Stesso discorso fatto un paio di anni fa per attirare nella rete rosa Pogacar, che poi da padrone assoluto (vinse sei tappe e la corsa) fece doppietta in Francia. «È un Giro esigente e uniforme – ci spiega Mauro Vegni -. Se fossi in Jonas Vingegaard non mi farei sfuggire l’occasione di venire a correrlo anche perché se lo vincesse completerebbe prima di Pogacar la collezione di Grandi Giri, visto che il Tour (due volte) e la Vuelta l’ha già vinti».
La “corsa rosa” partirà per la sedicesima volta dall’estero l’8 maggio, e dopo 3.459 chilometri, 50 mila metri di dislivello, l’edizione numero 109 si concluderà a Roma, sui Fori Imperiali, domenica 31 maggio. Il menù è ricco e abbondante: una cronometro individuale di 40.2 chilometri; 8 tappe di pianura; 7 di media montagna e 5 di alta con 7 arrivi in quota. La Cima Coppi del Giro sarà sul Passo Giau, con i suoi 2.233 metri. Oltre all’abbrivio balcanico, ci sarà uno sconfinamento in Svizzera con una tappa interamente in territorio elvetico, da Bellinzona a Carì. E poi c’è il ritorno di Milano, che ospiterà il Giro per la 90° volta: la tappa? Per velocisti. Cinquanta saranno invece gli anni dal terribile terremoto in Friuli, quindi partenza da Gemona (1976-2026), mentre la corsa rosa ricorderà Marco Pantani ai Piani di Pezzé e Gino Bartali nella cronometro da Viareggio a Massa.
«È un Giro uniforme – spiega sempre il direttore Mauro Vegni -. Tre settimane caratterizzate da una alternanza di tappe corte ed esigenti e altre più lunghe ma che invitano alla battaglia. La speranza è che non ci siano giorni banali, le cosidette tappe morte. Prima settimana mossa per fare la classifica, con Blockhaus, i Muri fermani e poi Corno alle Scale. Si riparte con una crono esigente, che per gli uomini di classifica sarà fondamentale e dopo la novità Milano, che torna nella partitura del Giro dopo qualche anno e per la novantesima volta nella storia della nosta corsa più nazionalpopolare. Attenzione alla tappa svizzera Bellinzona-Carì: sarà corta ed esplosiva. Poi Andalo e gli arrivi di Alleghe e la doppia scalata di Piancavallo, come prova d’appello finale e inappellabile». Vingegaard e Evenepoel non sono nomi a caso: sono i due che hanno lanciato messaggi al Giro. «A noi risulta che vogliano venire, noi ci contiamo: sarebbero due stelle di prima grandezza, su questo credo che non si possa nemmeno discutere.
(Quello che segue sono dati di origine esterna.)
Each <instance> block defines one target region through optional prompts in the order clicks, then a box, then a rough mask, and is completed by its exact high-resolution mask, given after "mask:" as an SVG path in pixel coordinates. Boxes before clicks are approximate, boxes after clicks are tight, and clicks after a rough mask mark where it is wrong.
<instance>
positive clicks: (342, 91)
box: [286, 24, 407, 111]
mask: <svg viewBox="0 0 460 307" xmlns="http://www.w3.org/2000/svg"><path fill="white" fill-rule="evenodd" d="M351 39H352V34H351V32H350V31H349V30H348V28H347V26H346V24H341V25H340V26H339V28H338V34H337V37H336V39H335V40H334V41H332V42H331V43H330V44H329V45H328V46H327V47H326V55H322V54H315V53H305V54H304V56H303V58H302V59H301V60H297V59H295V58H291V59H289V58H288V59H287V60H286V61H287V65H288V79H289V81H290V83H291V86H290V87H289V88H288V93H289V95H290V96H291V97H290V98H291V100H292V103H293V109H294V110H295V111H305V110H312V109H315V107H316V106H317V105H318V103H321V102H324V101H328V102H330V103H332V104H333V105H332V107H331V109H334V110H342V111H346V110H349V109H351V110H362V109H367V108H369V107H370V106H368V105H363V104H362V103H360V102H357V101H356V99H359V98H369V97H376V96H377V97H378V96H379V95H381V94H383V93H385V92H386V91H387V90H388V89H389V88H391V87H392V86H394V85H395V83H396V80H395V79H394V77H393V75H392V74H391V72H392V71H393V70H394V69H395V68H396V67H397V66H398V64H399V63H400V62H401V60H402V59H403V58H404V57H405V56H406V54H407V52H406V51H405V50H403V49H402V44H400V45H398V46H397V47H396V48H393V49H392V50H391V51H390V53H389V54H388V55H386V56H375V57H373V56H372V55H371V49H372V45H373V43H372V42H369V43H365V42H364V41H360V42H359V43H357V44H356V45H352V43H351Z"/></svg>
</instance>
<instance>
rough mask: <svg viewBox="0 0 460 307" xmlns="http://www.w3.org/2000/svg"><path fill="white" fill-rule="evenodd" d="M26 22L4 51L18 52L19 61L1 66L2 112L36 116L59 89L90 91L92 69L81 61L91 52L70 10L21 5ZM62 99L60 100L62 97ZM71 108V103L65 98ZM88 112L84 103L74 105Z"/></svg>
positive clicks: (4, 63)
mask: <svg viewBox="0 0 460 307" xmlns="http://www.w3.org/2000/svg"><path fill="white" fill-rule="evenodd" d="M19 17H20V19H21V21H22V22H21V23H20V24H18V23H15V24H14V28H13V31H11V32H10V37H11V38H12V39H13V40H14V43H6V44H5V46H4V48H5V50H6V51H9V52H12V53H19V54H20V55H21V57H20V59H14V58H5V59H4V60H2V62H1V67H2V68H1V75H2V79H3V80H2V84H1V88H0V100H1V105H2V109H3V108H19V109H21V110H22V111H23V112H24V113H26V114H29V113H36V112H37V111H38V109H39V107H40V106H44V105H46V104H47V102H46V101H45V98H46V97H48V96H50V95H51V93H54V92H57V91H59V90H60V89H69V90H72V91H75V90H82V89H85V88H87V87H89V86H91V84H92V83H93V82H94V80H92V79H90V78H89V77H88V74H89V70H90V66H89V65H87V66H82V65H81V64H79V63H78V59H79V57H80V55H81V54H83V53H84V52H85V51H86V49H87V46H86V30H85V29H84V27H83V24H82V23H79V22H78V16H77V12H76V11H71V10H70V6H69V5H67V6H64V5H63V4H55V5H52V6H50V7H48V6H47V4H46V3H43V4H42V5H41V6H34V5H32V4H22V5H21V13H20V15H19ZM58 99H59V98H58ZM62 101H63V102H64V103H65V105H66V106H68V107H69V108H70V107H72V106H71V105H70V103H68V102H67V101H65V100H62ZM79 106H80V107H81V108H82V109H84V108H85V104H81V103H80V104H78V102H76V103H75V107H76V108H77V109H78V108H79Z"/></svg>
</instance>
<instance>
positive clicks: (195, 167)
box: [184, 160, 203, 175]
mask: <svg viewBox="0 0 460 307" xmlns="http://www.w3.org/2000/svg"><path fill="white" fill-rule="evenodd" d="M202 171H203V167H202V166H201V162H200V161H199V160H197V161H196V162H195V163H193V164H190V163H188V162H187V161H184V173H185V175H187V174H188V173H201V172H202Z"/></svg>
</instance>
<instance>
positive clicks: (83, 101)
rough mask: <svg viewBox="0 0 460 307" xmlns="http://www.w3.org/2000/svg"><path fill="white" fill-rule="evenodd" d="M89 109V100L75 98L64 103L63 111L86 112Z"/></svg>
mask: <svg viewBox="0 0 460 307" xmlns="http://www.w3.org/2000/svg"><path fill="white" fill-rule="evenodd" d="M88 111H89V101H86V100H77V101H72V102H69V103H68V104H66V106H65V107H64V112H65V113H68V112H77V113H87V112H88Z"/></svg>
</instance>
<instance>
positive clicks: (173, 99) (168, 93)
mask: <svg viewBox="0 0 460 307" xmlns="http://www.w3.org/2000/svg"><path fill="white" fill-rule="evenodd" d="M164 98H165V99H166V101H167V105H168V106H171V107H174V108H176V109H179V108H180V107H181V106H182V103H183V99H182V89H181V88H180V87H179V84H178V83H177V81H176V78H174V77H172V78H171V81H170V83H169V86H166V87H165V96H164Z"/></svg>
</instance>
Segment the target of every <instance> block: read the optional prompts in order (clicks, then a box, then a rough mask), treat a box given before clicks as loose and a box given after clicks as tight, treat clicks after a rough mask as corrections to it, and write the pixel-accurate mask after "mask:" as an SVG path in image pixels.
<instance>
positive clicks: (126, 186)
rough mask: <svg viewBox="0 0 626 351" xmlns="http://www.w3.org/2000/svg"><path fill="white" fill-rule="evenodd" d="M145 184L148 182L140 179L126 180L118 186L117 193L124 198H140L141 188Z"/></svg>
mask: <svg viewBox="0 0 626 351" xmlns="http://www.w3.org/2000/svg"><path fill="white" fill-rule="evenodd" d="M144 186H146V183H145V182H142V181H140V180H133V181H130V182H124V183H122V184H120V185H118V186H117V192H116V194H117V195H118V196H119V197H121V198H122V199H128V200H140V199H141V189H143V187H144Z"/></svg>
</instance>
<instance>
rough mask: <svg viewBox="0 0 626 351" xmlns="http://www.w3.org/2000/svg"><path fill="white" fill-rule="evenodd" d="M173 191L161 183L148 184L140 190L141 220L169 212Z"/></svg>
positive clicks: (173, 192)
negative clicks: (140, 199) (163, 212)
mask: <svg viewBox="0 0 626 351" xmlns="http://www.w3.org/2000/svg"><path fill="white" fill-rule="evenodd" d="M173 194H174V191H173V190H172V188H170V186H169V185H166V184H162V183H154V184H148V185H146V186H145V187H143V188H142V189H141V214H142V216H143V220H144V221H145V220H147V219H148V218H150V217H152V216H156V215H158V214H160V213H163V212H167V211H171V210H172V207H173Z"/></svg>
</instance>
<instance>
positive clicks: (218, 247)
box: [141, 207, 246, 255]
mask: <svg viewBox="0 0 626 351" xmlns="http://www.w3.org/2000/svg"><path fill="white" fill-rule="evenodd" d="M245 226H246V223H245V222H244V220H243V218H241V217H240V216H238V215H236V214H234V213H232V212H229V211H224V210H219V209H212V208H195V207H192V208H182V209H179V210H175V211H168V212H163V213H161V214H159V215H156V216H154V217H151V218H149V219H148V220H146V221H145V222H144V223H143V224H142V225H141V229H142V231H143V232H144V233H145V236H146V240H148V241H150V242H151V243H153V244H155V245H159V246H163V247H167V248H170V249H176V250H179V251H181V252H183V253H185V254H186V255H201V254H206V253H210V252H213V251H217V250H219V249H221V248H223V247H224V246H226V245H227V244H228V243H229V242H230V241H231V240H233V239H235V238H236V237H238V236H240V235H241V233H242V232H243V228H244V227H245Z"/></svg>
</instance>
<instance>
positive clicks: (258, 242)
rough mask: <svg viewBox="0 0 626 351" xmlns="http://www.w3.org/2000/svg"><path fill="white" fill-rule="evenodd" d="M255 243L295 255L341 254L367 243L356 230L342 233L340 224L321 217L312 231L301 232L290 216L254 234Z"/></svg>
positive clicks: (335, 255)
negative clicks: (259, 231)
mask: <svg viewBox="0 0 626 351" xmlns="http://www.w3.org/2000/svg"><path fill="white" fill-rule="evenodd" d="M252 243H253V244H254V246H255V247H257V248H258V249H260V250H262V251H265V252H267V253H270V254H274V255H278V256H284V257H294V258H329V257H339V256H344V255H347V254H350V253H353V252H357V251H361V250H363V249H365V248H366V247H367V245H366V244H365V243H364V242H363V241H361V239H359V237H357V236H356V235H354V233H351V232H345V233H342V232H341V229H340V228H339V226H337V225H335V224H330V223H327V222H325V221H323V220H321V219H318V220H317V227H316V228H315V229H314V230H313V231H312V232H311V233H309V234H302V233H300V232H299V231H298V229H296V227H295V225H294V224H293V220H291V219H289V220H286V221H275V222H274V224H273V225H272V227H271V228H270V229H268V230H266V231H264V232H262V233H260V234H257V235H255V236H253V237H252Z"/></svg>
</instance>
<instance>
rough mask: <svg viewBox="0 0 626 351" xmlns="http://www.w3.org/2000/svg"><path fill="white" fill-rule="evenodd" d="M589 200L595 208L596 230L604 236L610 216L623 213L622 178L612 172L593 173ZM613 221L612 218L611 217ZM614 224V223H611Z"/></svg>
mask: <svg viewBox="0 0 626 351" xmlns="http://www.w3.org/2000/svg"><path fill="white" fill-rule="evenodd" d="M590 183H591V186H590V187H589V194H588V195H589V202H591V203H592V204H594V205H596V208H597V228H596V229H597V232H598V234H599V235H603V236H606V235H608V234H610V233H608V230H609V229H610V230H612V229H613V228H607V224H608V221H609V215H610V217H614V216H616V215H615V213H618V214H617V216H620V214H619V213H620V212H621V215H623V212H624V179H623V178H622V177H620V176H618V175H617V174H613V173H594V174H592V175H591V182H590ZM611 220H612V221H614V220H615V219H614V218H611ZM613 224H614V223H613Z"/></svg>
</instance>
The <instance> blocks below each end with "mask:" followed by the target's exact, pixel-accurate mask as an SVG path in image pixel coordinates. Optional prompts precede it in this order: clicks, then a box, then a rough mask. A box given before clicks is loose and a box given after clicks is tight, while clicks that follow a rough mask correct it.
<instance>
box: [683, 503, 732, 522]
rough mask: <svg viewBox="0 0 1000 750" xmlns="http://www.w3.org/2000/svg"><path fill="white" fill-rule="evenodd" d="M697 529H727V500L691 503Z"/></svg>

Pogacar? Tornerà…». «È un’idea che mi stuzzica, anche se il Tour resta la priorità: valuteremo col team se combinare le due cose», le parole del re pescatore di Danimarca. Riflette anche Evenepoel, due precedenti in Italia e altrettanti ritiri: «Una crono di 40 chilometri sarebbe molto adatta a un corridore come me», spiega il re incontrastato del cronometro.